Dr. MacDonald’s talk was the keynote address at a recent Vision Quest education event. The event was focused on clinical trials and emerging therapies for patients living with inherited retinal diseases such as retinitis pigmentosa (RP), choroidermia, Usher syndrome, Leber congenital amaurosis (LCA), and other rare genetic eye diseases.

In addition to Dr. MacDonald’s talk, the event also featured a panel discussion with many of the lead clinicians who are involved with the FBC’s Patient Registry, including Dr. Elise Héon, who leads the site at SickKids, Dr. Johane Robitaille, who leads the site at IWK in Halifax, and Dr. Vaishnavi Batmanabane, who is the logistical lead for the registry at SickKids. The AMI special features key moments from this panel discussion where attendees were able to learn more about the Patient Registry and ask questions.

The event also featured talks from industry experts who are leading the development of many innovative treatments and overseeing the planning and implementation of clinical trials around the world. The fact that we were able to assemble this industry panel illustrates the tremendous progress that has happened in the area of inherited retinal diseases – the panel featured experts who were working on gene therapies, but also stem cell therapeutics, and new small molecule or “drug” approaches to treating these diseases that for a long time have been considered “untreatable.”

Dr. Peter Adamson, the Senior Vice President Ophthalmology for the company ProQR, shared exciting and very promising results from a clinical trial that is testing an experimental treatment for LCA. ProQR’s approach is not gene therapy, but it often gets confused with gene therapy because it is a form of personalized medicine that works only for patients diagnosed with LCA10 who have a specific mutation in the CEP290 gene. We described this RNA therapy approach in an earlier story, but we highly recommend that you learn it directly from Dr.
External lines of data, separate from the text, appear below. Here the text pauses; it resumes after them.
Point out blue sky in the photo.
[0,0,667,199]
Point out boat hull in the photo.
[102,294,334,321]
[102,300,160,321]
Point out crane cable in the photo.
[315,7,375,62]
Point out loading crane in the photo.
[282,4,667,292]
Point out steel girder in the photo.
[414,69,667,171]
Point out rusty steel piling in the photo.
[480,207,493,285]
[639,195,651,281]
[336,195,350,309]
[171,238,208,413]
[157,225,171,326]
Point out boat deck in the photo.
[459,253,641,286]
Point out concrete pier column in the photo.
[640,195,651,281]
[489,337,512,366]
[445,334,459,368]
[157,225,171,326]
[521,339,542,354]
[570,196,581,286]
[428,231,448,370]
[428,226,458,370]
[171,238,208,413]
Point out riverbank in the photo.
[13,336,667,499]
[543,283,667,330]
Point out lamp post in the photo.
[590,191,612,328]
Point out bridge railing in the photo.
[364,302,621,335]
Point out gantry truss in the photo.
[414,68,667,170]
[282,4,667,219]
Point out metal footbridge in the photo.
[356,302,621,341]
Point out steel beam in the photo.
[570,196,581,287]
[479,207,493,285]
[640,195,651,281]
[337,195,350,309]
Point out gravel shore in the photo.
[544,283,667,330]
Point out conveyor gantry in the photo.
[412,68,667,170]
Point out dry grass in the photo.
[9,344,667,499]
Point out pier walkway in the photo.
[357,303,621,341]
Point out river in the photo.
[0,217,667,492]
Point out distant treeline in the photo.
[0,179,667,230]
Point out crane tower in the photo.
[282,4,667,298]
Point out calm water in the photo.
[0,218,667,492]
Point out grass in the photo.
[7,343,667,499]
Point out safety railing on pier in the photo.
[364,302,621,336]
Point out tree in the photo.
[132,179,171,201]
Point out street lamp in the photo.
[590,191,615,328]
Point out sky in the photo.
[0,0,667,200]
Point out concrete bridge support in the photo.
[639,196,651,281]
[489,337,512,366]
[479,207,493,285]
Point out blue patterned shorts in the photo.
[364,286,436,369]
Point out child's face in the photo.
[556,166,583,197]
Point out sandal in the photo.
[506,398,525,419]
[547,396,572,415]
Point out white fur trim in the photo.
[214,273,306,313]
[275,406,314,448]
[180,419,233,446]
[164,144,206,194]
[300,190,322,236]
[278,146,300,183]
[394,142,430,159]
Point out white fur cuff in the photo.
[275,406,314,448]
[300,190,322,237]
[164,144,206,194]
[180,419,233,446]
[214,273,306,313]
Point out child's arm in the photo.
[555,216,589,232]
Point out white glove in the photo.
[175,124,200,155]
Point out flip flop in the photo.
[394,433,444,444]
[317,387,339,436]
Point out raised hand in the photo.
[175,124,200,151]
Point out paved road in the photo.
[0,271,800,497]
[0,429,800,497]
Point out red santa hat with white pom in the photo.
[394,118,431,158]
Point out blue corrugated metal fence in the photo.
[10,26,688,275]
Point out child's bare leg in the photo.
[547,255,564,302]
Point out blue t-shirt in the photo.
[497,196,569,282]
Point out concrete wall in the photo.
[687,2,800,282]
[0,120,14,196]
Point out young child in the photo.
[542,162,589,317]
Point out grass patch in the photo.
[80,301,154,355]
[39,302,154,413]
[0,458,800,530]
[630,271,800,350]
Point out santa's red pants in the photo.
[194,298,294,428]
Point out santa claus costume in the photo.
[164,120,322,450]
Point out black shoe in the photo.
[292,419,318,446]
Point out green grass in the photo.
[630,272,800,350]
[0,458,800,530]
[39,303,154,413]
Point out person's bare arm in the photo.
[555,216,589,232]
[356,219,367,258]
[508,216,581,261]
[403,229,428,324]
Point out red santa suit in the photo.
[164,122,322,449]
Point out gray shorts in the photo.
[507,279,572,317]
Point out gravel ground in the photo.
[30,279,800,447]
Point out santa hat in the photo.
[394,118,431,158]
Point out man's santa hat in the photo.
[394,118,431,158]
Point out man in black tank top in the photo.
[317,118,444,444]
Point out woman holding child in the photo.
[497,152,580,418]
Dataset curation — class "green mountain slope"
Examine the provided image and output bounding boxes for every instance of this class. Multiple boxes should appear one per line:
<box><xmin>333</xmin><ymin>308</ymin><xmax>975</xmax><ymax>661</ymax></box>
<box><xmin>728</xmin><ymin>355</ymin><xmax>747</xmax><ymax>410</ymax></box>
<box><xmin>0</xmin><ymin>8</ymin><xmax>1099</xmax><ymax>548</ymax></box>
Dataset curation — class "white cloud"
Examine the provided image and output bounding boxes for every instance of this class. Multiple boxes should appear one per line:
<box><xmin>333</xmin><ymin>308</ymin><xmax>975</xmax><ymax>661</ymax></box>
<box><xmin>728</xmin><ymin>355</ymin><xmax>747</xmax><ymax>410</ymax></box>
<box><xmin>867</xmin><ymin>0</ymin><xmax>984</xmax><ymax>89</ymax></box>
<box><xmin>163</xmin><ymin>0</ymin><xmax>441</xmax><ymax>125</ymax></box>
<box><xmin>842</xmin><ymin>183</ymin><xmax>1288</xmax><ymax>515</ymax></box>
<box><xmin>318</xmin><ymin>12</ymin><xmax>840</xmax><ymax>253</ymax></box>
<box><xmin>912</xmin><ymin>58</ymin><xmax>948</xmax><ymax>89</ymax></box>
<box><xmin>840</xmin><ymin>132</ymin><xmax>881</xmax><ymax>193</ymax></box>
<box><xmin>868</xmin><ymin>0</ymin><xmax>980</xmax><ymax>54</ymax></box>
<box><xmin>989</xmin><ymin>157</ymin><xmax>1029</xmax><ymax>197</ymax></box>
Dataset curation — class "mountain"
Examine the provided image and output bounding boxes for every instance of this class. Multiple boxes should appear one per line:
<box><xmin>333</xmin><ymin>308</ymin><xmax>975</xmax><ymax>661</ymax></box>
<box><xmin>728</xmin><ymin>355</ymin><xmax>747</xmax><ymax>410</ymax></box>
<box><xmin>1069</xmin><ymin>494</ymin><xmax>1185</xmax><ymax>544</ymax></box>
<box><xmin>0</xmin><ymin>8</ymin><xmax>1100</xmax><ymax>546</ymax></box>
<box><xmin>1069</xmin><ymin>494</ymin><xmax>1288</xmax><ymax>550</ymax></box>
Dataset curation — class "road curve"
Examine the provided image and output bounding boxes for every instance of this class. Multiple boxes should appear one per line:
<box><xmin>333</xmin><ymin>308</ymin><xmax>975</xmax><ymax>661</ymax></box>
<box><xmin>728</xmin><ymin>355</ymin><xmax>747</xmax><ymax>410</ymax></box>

Adamson!

This Vision Quest event was special to all of us at the FBC because it showcased the tremendous research progress that has happened and is happening today!

Thanks to the FBC supporters and to our Vision Quest sponsors for making these events such an impactful experience for everyone involved! Together, we are moving the research forward and helping to transform laboratory discoveries into life-changing treatments for the patients who need them.We hope to see you at one of our upcoming Vision Quest events in 2019!